Monday, May 22, 2023

May 22, 2023
 
A friend offered me a ticket for the final performance yesterday of Pittsburgh Opera's final show of the year, We Shall Not Be Moved. I was interested in seeing it because it had a captivating story line that incorporated a 1985 incident in Philly I remembered from when I was in college, and because it was being performed at the August Wilson Cultural Center, which I'd been wanting to go to for a while. (And "free" was an added incentive, natch.) The show felt a bit overlong in the second part, but was otherwise a haunting and often very moving hybrid piece: operatic vocals with a score that mixed modern classical and popular genres (jazz and funk mainly), augmented by spoken word, dance, and striking visual and staging effects.

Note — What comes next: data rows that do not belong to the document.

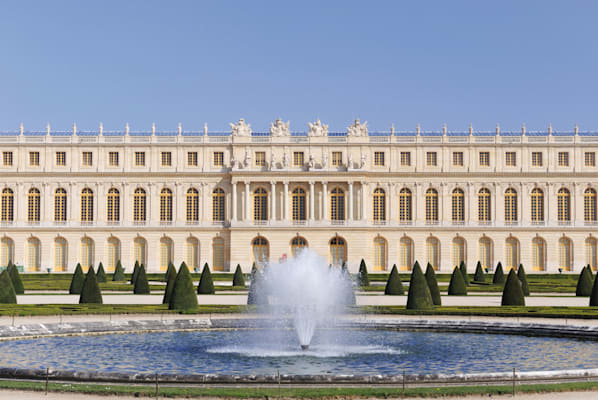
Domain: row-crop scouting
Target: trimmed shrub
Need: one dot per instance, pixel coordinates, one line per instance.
(183, 294)
(499, 275)
(394, 287)
(457, 285)
(7, 291)
(433, 285)
(419, 296)
(512, 294)
(206, 285)
(91, 289)
(238, 279)
(77, 281)
(523, 278)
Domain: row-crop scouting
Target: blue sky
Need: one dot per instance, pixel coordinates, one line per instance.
(400, 62)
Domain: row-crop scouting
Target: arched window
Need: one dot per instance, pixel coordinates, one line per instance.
(218, 205)
(379, 206)
(379, 254)
(113, 205)
(337, 204)
(192, 205)
(8, 202)
(589, 205)
(86, 205)
(139, 205)
(510, 205)
(405, 213)
(297, 245)
(338, 251)
(33, 205)
(33, 255)
(60, 255)
(433, 252)
(565, 254)
(563, 205)
(538, 254)
(166, 205)
(298, 204)
(458, 205)
(431, 205)
(537, 205)
(484, 205)
(261, 250)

The latter really stood out at the end: an escalating fire projected on the stage's white flats with actors dressed as ancestral spirits standing or posing silently in stoical witness -- WOW.

And since I was there, I visited the adjacent museum afterwards, which featured photos and artifacts from or relating to Wilson's ten-play cycle on African-American life through the last century, all but one of which are set in Pgh's Hill District, where Wilson grew up. The beautiful piano pictured in this post is one of the pieces there. I've only read one of his plays to date (Fences), and have never seen one performed. I need to rectify that dearth.